Le Crif – Récemment, les acteurs politiques israéliens parlent beaucoup de consensus entre les partis politiques sur des sujets clés tels que l’Iran ou sur Jérusalem. Y a-t-il des sujets qui ne font pas consensus dans la classe politique israélienne ?

Denis Charbit – Il est vrai que des consensus existent, notamment sur la question de l’Iran puisqu’elle pose directement la problématique de la sécurité du pays. Sur Jérusalem, le consensus est moins vrai en réalité, mais aucun politique israélien censé ne déclarera « Non, ne transférez surtout pas votre Ambassade ! ».

Les différences entre la gauche et la droite israéliennes sont ténues. La gauche souhaite tellement revenir au pouvoir et retrouver sa force politique d'antan qu’elle essaie de séduire un électorat qui n’est pas forcément le sien. 

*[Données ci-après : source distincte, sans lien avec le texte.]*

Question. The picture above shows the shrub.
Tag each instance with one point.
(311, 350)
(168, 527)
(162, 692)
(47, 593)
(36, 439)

L’un des vrais dissensus en Israël aujourd’hui réside par exemple dans le rôle de la Cour Suprême et son pouvoir d’exercice. La droite aimerait limiter son pouvoir et ainsi acquérir plus de marge de manoeuvre, la gauche, elle, s'oppose à cette restriction drastique de la place de la Cour Suprême. 

Denis Charbit est maître de conférences au département de sociologie, science politique et communication à l’Université Libre d’Israël. Il est l’auteur de plusieurs livres et articles qui portent sur la nation en Israël et en France. Parmi ses publications, Retour sur Altneuland. La traversée des utopies sionistes, éditions de l'éclat, 2018, Israël et ses paradoxes, 2ème édition revue et augmentée, Le cavalier bleu, 2018, Léon Askénazi et André Chouraqui, A l'heure d'Israël entretiens 1987, texte établi, annoté et présenté par Denis Charbit, Albin Michel, 2018.